A esmagadora maioria das mulheres (87 por cento) considera-se suficientemente informada sobre os métodos contraceptivos, mas estes valores são ligeiramente menores na população entre os 15 e os 19 anos.

"A pílula é o método contraceptivo mais usado pelas entrevistadas (88,3 por cento), seguido pelo preservativo masculino (66,5 por cento)".

Má utilização da pílula

Apesar da utilização generalizada da pílula, o estudo apurou que entre 24,1 por cento e 75 por cento das entrevistadas referiram que alguma vez não seguiram as indicações correctas em relação à utilização de métodos contraceptivos, com o valor mais alto a ser registado com a pílula.

Das utilizadoras de pílula (70,4 por cento das entrevistadas que estavam a fazer contracepção), três em cada quatro indicaram que já alguma vez se tinham esquecido de tomar este contraceptivo.

O valor é maior entre as adolescentes, grupo em que nove em cada dez utilizadoras se esqueceu alguma vez de tomar a pílula.

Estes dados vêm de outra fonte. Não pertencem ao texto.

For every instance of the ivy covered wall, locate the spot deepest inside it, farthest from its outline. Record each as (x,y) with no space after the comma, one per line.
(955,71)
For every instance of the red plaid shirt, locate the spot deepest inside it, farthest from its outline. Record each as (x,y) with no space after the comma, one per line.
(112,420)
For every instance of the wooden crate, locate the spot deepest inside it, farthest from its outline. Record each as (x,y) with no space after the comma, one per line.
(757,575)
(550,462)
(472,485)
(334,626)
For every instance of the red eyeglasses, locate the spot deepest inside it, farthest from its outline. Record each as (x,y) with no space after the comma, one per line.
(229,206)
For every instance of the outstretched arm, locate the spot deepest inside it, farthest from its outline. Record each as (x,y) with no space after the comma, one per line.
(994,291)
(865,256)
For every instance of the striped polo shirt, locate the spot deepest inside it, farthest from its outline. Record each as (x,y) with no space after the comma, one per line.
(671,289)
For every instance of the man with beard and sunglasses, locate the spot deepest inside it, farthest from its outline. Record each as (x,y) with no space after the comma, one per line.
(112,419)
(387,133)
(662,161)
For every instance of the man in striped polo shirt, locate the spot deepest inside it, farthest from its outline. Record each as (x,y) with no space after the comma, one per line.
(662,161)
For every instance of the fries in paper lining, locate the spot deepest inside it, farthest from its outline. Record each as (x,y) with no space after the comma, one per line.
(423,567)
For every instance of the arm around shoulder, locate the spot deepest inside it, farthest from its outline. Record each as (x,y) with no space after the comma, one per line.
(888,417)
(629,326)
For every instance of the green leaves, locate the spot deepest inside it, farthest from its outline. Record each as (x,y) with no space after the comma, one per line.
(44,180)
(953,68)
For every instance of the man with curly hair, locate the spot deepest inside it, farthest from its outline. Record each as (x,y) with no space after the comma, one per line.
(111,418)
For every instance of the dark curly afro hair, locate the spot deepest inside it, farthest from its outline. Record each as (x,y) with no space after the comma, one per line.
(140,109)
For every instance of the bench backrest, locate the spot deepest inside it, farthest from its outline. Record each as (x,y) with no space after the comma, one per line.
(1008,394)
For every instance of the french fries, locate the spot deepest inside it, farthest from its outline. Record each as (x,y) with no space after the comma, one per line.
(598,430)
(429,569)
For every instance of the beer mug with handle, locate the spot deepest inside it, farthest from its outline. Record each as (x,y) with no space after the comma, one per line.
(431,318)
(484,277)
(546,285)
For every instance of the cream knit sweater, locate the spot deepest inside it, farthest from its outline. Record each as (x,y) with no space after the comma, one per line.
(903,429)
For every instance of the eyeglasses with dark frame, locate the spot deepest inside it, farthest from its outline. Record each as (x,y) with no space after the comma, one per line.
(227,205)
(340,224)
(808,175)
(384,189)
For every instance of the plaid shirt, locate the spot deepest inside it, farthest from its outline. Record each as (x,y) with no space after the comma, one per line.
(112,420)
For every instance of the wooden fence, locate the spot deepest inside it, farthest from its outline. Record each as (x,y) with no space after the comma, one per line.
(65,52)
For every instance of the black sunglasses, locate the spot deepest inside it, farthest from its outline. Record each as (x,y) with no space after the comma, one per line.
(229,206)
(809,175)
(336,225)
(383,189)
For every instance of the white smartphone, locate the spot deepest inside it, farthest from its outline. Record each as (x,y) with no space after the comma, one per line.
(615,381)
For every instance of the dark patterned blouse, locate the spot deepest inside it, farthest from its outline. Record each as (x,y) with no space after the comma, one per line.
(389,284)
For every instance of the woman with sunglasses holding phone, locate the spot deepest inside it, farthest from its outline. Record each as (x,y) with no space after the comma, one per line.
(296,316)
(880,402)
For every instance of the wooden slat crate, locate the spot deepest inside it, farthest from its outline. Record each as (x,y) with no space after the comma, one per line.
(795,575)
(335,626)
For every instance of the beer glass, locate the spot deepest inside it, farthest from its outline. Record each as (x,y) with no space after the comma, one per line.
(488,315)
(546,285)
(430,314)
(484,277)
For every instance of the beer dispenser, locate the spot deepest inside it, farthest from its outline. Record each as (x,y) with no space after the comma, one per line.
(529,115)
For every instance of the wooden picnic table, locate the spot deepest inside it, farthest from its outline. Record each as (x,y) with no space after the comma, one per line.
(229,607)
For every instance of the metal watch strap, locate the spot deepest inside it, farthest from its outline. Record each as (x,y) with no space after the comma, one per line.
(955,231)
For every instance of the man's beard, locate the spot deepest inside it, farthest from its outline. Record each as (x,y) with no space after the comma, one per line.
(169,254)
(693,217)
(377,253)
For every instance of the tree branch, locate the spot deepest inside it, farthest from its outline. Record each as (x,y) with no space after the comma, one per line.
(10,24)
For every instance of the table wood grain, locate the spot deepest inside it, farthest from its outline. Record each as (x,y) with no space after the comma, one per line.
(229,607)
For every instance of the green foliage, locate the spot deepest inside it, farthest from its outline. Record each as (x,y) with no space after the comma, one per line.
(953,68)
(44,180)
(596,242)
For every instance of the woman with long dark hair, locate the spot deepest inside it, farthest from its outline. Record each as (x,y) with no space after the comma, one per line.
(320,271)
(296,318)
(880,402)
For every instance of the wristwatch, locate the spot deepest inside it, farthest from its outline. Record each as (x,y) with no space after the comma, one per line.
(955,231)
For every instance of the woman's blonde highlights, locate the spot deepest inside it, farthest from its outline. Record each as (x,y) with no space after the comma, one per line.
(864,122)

A maioria das entrevistadas (70 por cento) assumiu esquecer-se de tomar a pílula um a três ciclos por ano, sendo que 15 por cento se esquecem de tomar a pílula em todos os ciclos, número ainda mais elevado entre as adolescentes, onde foram alcançados valores na ordem dos 22 por cento.

Os autores do estudo realçam "um aspecto extremamente significativo": "Não obstante as entrevistadas se considerarem satisfeitas com a informação relativa a contracepção, 22,9 por cento já utilizaram o coito interrompido, um método reconhecidamente falível".